どう見ても、「ユーザー(ドローンパイロット)」の方を向いて作られた制度とは思えないのです。
2. 「ペーパーパイロット」を量産する無責任なカリキュラム
百歩譲って、お金の行方は目をつぶりましょう。
私が最も許せないのは、「カリキュラムの質」です。
大金を払ってスクールに通い、国家資格を取得した人たちが、現場でどうなっているか。
「実務経験がなく怖くて飛ばせない」
「GPSが切れたらパニックになって何もできない」
「飛行許可の申請先がわからない」
そんな「ペーパードローンパイロット」が大量に排出されています。
今のスクールのカリキュラムは、「試験に受かるための操縦」しか教えません。(スクール業者を責める気はありません)
- 風速5m以上の環境でどう機体を抑えるか?
- 送信機の電波干渉が起きた時の緊急回避は?
- 顧客と揉めた時の法的対処は?
これら現場で必須のスキルは、国家資格のカリキュラムに含まれていません。
制度を作った側は、「免許さえ発行すれば責任を果たした」と思っているのかもしれませんが、その「未熟な有資格者」が現場で事故を起こした時、誰が責任を取るのでしょうか?

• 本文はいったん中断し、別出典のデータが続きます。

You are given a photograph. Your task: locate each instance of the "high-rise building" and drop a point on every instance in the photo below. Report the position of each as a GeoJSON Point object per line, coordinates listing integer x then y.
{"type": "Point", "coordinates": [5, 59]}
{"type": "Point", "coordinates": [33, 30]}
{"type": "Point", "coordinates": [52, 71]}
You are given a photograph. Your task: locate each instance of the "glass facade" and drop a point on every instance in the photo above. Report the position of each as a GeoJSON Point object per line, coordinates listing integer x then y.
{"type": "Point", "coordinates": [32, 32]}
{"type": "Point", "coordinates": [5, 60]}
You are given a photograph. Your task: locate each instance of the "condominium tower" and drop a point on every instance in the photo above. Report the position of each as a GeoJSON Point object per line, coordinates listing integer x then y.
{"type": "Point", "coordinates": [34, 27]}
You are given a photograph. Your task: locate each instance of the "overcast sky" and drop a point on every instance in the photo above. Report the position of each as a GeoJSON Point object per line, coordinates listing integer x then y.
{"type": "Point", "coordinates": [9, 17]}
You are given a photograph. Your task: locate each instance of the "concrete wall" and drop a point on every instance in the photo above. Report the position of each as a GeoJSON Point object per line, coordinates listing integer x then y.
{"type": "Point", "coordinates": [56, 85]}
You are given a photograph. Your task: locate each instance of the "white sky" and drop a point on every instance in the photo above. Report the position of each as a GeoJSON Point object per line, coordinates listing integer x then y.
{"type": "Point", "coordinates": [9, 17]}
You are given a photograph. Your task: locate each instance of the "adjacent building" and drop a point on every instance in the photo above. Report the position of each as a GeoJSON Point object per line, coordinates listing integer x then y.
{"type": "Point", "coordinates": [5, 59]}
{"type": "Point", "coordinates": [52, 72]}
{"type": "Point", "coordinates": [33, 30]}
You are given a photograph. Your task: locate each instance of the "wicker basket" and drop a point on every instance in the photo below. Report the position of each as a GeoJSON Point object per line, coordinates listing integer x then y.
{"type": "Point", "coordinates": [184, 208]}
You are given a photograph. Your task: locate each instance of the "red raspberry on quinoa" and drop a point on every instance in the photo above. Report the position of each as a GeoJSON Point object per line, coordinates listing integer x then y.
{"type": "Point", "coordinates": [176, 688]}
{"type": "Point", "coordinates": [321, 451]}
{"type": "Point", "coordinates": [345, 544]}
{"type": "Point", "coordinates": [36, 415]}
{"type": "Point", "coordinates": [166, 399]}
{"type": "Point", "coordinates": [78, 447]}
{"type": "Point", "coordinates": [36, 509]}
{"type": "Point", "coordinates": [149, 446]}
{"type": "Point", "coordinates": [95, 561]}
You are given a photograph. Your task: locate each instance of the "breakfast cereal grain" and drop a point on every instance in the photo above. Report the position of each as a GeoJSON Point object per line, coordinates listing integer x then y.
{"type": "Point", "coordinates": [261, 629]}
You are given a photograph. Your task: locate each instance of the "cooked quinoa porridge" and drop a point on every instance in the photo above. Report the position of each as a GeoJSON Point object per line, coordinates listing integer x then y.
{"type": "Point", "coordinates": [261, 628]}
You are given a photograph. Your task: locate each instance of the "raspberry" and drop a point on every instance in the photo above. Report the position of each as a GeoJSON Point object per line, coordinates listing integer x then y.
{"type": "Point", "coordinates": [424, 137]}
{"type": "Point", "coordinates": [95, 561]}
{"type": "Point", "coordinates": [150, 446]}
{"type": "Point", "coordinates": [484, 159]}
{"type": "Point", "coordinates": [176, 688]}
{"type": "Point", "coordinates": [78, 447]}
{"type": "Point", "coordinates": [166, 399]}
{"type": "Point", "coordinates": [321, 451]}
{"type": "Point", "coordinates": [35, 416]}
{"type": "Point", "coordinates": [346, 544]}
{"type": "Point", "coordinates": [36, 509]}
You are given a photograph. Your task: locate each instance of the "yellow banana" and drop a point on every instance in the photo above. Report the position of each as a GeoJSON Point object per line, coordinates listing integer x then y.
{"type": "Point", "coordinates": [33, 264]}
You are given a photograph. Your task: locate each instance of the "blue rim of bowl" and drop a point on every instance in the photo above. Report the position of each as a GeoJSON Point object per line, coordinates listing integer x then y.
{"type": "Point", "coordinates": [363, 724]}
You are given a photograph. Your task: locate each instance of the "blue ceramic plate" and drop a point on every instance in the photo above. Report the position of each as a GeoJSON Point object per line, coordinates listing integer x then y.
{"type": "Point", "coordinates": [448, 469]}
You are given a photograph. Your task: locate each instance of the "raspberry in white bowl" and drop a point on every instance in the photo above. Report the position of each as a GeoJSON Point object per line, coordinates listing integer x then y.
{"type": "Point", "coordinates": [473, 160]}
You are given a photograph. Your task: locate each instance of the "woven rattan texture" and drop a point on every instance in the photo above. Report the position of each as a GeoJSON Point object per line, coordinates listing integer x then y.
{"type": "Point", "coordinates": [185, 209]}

私は、今の制度が「安全な運航管理者」ではなく、「制度にお金を払ってくれる顧客」を育てているように見えてなりません。
3. それでも近い将来、「義務化」は避けられない
ここまで批判しましたが、私は現実逃避をしているわけではありません。
むしろ、逆です。
今の流れを見ていると、おそらく数年以内にドローンの操縦ライセンスは、自動車免許のように航空法で「完全義務化」されるでしょう。
「持っていると優遇される」ではなく、「持っていないと一切飛ばせない(罰則付き)」という時代が必ず来ます。
今の制度作りは、その「義務化」への布石です。
だからこそ、私は声を大にして言いたい。
「義務化するなら、もっと実のあるカリキュラムに変えてくれ」と。
ただお布施のように受験料を払わせ、中身のない講習を受けさせ、現場で使い物にならない免許を配る。
そんなことを続けていれば、日本のドローン産業は空洞化し、海外(特にDJIを擁する中国)との技術格差は開く一方です。
4. 資格に頼らず、己の腕を信じろ
これから国家資格を取ろうとしている皆さんへ。
制度上、ビジネスとしてドローンを続けるなら、資格取得は避けて通れない「税金」のようなものになるでしょう。それは覚悟してください。
しかし、「スクールで習ったことが全て」だとは絶対に思わないでください。
あのカリキュラムは、現場のリアルとは別世界のものです。
私たちが戦っている現場は、常に「想定外」の連続です。
資格という「紙」に命を預けるのではなく、自分自身の指先と、経験と、判断力に命を預けてください。
ドローンリープでは、国や協会が教えてくれない「本当の現場技術」を伝えています。
制度には従わざるを得ないとしても、技術への誇りまで売り渡すつもりはありません。
業界の理不尽さに負けず、本物のパイロットであり続けましょう。